Indische Schweiz, Afrikanische Schweiz, Sächsische Schweiz, Little Switzerland, Switzerland of Cameroun, Schweiz des Orients, Subtropische Schweiz, Switzerland Rangers, Little Switzerland, Klein Switzerland, Dänische Schweiz, Berliner Schweiz, Nassauer Schweiz, Swiss Canyon, Salvadoranische Schweiz, Mittelamerikanische Schweiz, la Suiza Argentina, la Suiza Peruana oder Österreichische Schweiz, die Schweiz ist auf der ganzen Welt und auf den fünf Kontinenten gut vertreten.

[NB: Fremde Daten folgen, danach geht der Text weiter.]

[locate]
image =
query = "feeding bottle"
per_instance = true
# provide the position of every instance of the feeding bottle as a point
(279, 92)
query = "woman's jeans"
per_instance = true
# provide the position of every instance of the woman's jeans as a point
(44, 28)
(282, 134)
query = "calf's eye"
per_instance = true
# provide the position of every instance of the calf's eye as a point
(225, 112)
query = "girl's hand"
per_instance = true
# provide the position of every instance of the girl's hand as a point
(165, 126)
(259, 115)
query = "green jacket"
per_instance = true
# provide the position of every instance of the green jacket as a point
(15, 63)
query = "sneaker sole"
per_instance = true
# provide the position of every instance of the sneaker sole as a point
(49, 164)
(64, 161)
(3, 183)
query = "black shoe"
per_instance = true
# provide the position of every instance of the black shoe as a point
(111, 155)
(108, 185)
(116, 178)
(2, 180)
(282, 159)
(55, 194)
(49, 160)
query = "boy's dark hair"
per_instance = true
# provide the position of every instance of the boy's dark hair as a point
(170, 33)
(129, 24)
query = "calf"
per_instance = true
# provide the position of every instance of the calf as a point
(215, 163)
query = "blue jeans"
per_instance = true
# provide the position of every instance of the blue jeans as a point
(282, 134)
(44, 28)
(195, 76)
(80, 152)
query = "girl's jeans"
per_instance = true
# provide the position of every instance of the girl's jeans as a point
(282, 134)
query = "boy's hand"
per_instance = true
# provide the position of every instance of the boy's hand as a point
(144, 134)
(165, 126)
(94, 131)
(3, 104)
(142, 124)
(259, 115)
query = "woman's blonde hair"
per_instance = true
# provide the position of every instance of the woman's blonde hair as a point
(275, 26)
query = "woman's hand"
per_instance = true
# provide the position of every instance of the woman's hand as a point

Neben dem Bundeshaus West in Bern findet sich ein Steingarten, eine Skulptur des Berner Künstlers George Steinmann. Auf der rechteckigen Fläche aus weissem Kies erheben sich fünf Gesteinsgruppen, jede einen der fünf Kontinente verkörpernd.

Die Schweiz in der Welt

Die Steine der Skulptur stammen aus allen fünf Kontinenten und wurden Gebieten, Landschaften, Hügeln und Orten entnommen, die den Namen ‘Schweiz’ (übersetzt aus der Landessprache) tragen. In diesen ausländischen ‘Schweizen’, wo die Steine nun fehlen, steht ein Wanderwegweiser, der anzeigt, wie weit entfernt man sie wiederfinden würde (in Bern also).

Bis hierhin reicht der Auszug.